Il faut être audacieux pour commenter une parabole après que le Christ lui-même en a donné une explication précise. Que nous dit Jésus? Que nous pouvons faire confiance au grain, que la semence est de bonne qualité… alors il faut nous interroger sur la qualité du sol où tombe ce grain.
En Israël, le climat est désertique et cette terre de soleil et de roches fait en sorte que les fermes ne sont pas ce qu’elles sont ici : comme la surface est réduite et que la terre meuble est très rare, on sème partout à la volée : chaque petit buisson et chaque petit sentier reçoivent avec le champ leur part de semence. Avec une telle méthode, il va de soi que la dureté du sol, les pierres, les oiseaux, le soleil et les ronces sont autant d’obstacles qui peuvent nuire à la semence.
Je ne veux pas donner de cours en agriculture y connaissant rien moi-même et sachant bien que personne ne va semer cette semaine… mais j’aimerais bien qu’à l’invitation du Christ, on s’interroge ensemble sur la qualité de la semence de la Parole de Dieu dans nos vies : quelle est la qualité de mon cœur? Il ne suffit pas que la Parole soit efficace et puissante pour qu’elle produise son fruit. Il faut que nous l’entendions avec un cœur ouvert et décidé à la mettre en pratique.
- Les grains tombés au bord du chemin : ça nous ressemble quand on se laisse entrainer sur la route du facile : « Tout le monde le fait, fais-le donc ». Cette route du superficiel éloigne de l’essentiel et de la profondeur.
- Les grains tombés sur le sol pierreux : ça nous ressemble quand l’indifférence et la rancune nous rongent de l’intérieur ou quand on s’emballe, mais sans suite.

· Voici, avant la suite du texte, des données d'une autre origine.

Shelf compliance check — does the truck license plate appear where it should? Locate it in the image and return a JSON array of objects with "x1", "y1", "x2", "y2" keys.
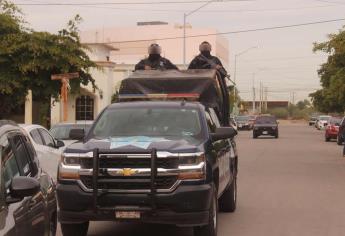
[{"x1": 115, "y1": 211, "x2": 140, "y2": 219}]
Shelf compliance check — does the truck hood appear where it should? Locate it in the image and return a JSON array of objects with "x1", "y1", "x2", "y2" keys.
[
  {"x1": 254, "y1": 123, "x2": 278, "y2": 127},
  {"x1": 65, "y1": 136, "x2": 203, "y2": 153}
]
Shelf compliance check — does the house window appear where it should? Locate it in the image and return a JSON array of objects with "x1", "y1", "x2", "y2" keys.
[{"x1": 75, "y1": 96, "x2": 94, "y2": 120}]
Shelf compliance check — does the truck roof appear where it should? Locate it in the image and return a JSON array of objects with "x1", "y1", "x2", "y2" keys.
[{"x1": 108, "y1": 101, "x2": 203, "y2": 109}]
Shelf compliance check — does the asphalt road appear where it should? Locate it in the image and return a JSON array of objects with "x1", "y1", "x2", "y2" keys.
[{"x1": 58, "y1": 124, "x2": 345, "y2": 236}]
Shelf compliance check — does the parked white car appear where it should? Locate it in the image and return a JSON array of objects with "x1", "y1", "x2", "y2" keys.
[
  {"x1": 315, "y1": 116, "x2": 331, "y2": 130},
  {"x1": 19, "y1": 124, "x2": 65, "y2": 180}
]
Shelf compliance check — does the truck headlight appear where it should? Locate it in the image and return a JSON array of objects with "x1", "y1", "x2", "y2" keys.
[
  {"x1": 58, "y1": 153, "x2": 91, "y2": 179},
  {"x1": 178, "y1": 153, "x2": 206, "y2": 180}
]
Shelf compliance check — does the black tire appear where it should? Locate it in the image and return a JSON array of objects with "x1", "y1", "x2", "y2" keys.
[
  {"x1": 337, "y1": 135, "x2": 343, "y2": 146},
  {"x1": 61, "y1": 222, "x2": 89, "y2": 236},
  {"x1": 219, "y1": 177, "x2": 237, "y2": 212},
  {"x1": 194, "y1": 187, "x2": 218, "y2": 236},
  {"x1": 49, "y1": 212, "x2": 57, "y2": 236}
]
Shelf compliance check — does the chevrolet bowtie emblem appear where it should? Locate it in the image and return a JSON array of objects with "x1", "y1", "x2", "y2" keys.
[{"x1": 121, "y1": 168, "x2": 136, "y2": 176}]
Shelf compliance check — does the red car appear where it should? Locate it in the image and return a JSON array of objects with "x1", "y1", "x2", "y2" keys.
[{"x1": 325, "y1": 117, "x2": 341, "y2": 142}]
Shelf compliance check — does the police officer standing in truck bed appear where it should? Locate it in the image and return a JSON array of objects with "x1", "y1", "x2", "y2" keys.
[
  {"x1": 135, "y1": 43, "x2": 178, "y2": 70},
  {"x1": 188, "y1": 41, "x2": 228, "y2": 78}
]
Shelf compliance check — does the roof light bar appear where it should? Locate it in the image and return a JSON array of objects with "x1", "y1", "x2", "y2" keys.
[{"x1": 119, "y1": 93, "x2": 200, "y2": 100}]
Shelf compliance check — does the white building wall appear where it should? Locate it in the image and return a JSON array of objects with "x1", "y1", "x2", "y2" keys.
[{"x1": 81, "y1": 25, "x2": 230, "y2": 67}]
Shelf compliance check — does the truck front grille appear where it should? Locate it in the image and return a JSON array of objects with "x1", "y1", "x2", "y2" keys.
[{"x1": 80, "y1": 176, "x2": 177, "y2": 190}]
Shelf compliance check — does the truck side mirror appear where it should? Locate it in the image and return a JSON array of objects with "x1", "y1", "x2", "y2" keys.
[
  {"x1": 211, "y1": 127, "x2": 237, "y2": 141},
  {"x1": 55, "y1": 140, "x2": 65, "y2": 148},
  {"x1": 69, "y1": 129, "x2": 85, "y2": 140},
  {"x1": 6, "y1": 176, "x2": 40, "y2": 204}
]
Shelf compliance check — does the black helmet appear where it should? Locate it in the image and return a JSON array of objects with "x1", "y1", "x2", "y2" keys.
[
  {"x1": 199, "y1": 41, "x2": 212, "y2": 52},
  {"x1": 148, "y1": 43, "x2": 162, "y2": 55}
]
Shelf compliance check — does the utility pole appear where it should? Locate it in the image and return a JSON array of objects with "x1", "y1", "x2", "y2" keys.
[
  {"x1": 260, "y1": 81, "x2": 264, "y2": 113},
  {"x1": 253, "y1": 73, "x2": 256, "y2": 114},
  {"x1": 51, "y1": 73, "x2": 79, "y2": 122},
  {"x1": 234, "y1": 46, "x2": 258, "y2": 109},
  {"x1": 183, "y1": 0, "x2": 222, "y2": 67},
  {"x1": 265, "y1": 87, "x2": 268, "y2": 113}
]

C’est l’homme d’un moment qui ne résiste pas aux intempéries parce que sans racines.
- Les grains dans les ronces : lorsque les soucis du monde et les séductions du confort ont priorité dans notre vie.
- La bonne terre : terre de ma disponibilité, de ma joie de vivre en baptisé. Il n’est pas donné à tous de connaître les mystères du Royaume, dit le Christ : mais il n’est donné à personne de connaître ces révélations pour s’asseoir dessus : la Bonne Nouvelle est trop importante pour ne pas être partagée. Quelqu’un de replié sur lui-même est quelqu’un qui tourne le dos à Dieu.